1.原子炉格納容器内の放射線分布評価ツールの開発

原子炉格納容器内は放射線量が最も高い作業場所であり、作業員の被ばくの低減には、作業計画の段階で放射線環境を把握しておくことが重要です。時間とともに変化する放射線源に対して、「作業場所の放射線環境を予測し、分かりやすく表示する」ソフトウェアを開発しています。

2.レーザーを用いた放射能除去技術

原子力発電所の廃止措置で発生する放射性廃棄物の多くは、放射性物質が表面あるいはごく表層部に付着・浸透しているもので、放射性物質を表面から除去(放射能除染)することにより、廃棄物の取扱いを大幅に簡略化することができます。

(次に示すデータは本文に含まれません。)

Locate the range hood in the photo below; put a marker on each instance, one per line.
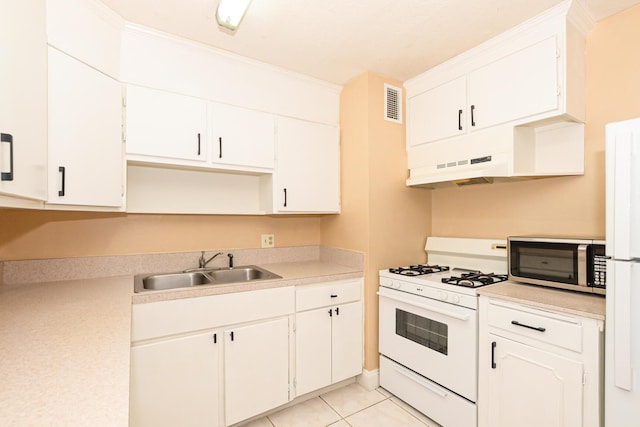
(501, 153)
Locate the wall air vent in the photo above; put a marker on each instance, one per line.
(392, 103)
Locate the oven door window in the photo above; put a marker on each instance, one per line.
(422, 330)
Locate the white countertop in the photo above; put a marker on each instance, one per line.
(65, 353)
(582, 304)
(66, 345)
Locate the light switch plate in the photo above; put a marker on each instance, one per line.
(268, 241)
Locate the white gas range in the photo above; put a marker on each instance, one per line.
(429, 326)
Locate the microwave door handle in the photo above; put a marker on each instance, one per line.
(582, 265)
(433, 309)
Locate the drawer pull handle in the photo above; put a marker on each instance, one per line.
(7, 137)
(493, 355)
(535, 328)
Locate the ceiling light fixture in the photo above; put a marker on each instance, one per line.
(230, 13)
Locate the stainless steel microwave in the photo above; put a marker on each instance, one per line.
(574, 264)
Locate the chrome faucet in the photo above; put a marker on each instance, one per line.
(202, 263)
(230, 255)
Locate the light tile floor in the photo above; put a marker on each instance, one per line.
(349, 406)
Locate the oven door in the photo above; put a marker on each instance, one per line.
(433, 338)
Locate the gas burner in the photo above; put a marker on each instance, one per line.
(418, 270)
(475, 279)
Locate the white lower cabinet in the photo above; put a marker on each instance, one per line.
(222, 359)
(329, 338)
(176, 381)
(538, 367)
(256, 369)
(213, 360)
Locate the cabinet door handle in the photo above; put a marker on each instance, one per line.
(62, 170)
(493, 355)
(535, 328)
(7, 137)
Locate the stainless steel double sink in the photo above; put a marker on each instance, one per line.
(201, 277)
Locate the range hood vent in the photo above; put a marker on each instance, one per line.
(499, 154)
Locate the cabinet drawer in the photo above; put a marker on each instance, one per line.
(164, 318)
(552, 328)
(326, 294)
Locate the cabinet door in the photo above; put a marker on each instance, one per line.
(517, 86)
(437, 113)
(308, 167)
(176, 382)
(256, 369)
(242, 137)
(530, 387)
(313, 350)
(23, 88)
(165, 125)
(85, 134)
(347, 345)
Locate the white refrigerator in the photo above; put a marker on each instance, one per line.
(622, 348)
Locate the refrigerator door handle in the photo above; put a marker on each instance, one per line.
(622, 324)
(623, 188)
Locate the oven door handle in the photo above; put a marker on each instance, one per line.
(416, 379)
(463, 317)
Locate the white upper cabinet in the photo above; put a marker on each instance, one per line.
(438, 113)
(242, 137)
(85, 134)
(517, 86)
(88, 31)
(163, 125)
(23, 109)
(307, 177)
(511, 107)
(85, 149)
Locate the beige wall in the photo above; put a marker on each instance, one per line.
(42, 234)
(380, 215)
(569, 205)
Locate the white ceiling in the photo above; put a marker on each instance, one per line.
(337, 40)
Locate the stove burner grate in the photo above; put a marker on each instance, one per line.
(475, 279)
(418, 270)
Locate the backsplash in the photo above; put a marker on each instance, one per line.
(14, 273)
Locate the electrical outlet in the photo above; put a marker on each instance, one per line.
(268, 241)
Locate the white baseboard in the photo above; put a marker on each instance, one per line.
(369, 379)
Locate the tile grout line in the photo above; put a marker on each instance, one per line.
(410, 413)
(358, 411)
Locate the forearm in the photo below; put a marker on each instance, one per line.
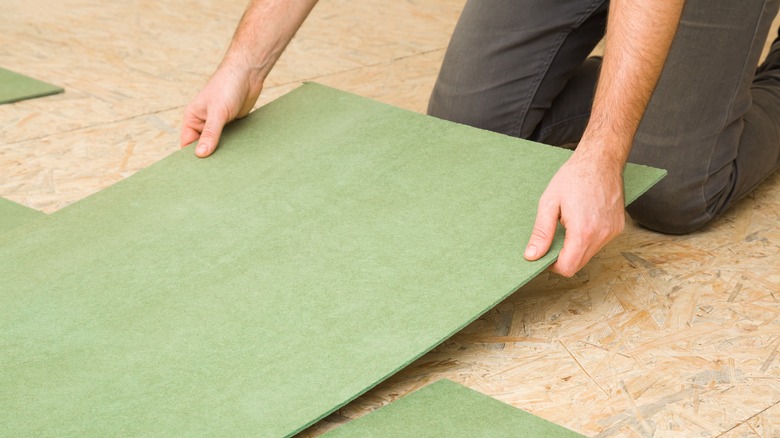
(639, 34)
(264, 31)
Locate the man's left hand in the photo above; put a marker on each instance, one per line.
(586, 196)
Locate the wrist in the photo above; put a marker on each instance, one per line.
(252, 72)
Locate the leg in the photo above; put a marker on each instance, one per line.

そこで、レーザーを用いた新たな除染技術の開発に取り組んでいます。

3.浜岡1号機の廃材を活用した調査・研究

廃止措置中の浜岡1号機について、原子炉圧力容器や原子炉建屋コンクリートの材料特性の経年変化について調査・研究しています。実機から試料を採取し材料試験をおこなうことで、現行の脆化管理の裕度などを確認するとともに、合理的なコンクリートの健全性評価法の構築を目指します。

4.津波監視・予測技術に関する研究

津波発生時における緊急時対応や迅速な点検・復旧計画の立案に役立てるため、沖合で観測される潮位や流速などのデータを常時監視し、浜岡原子力発電所における津波の到達時刻や高さ・収束時間を予測する「津波監視システム」の開発に取り組んでいます。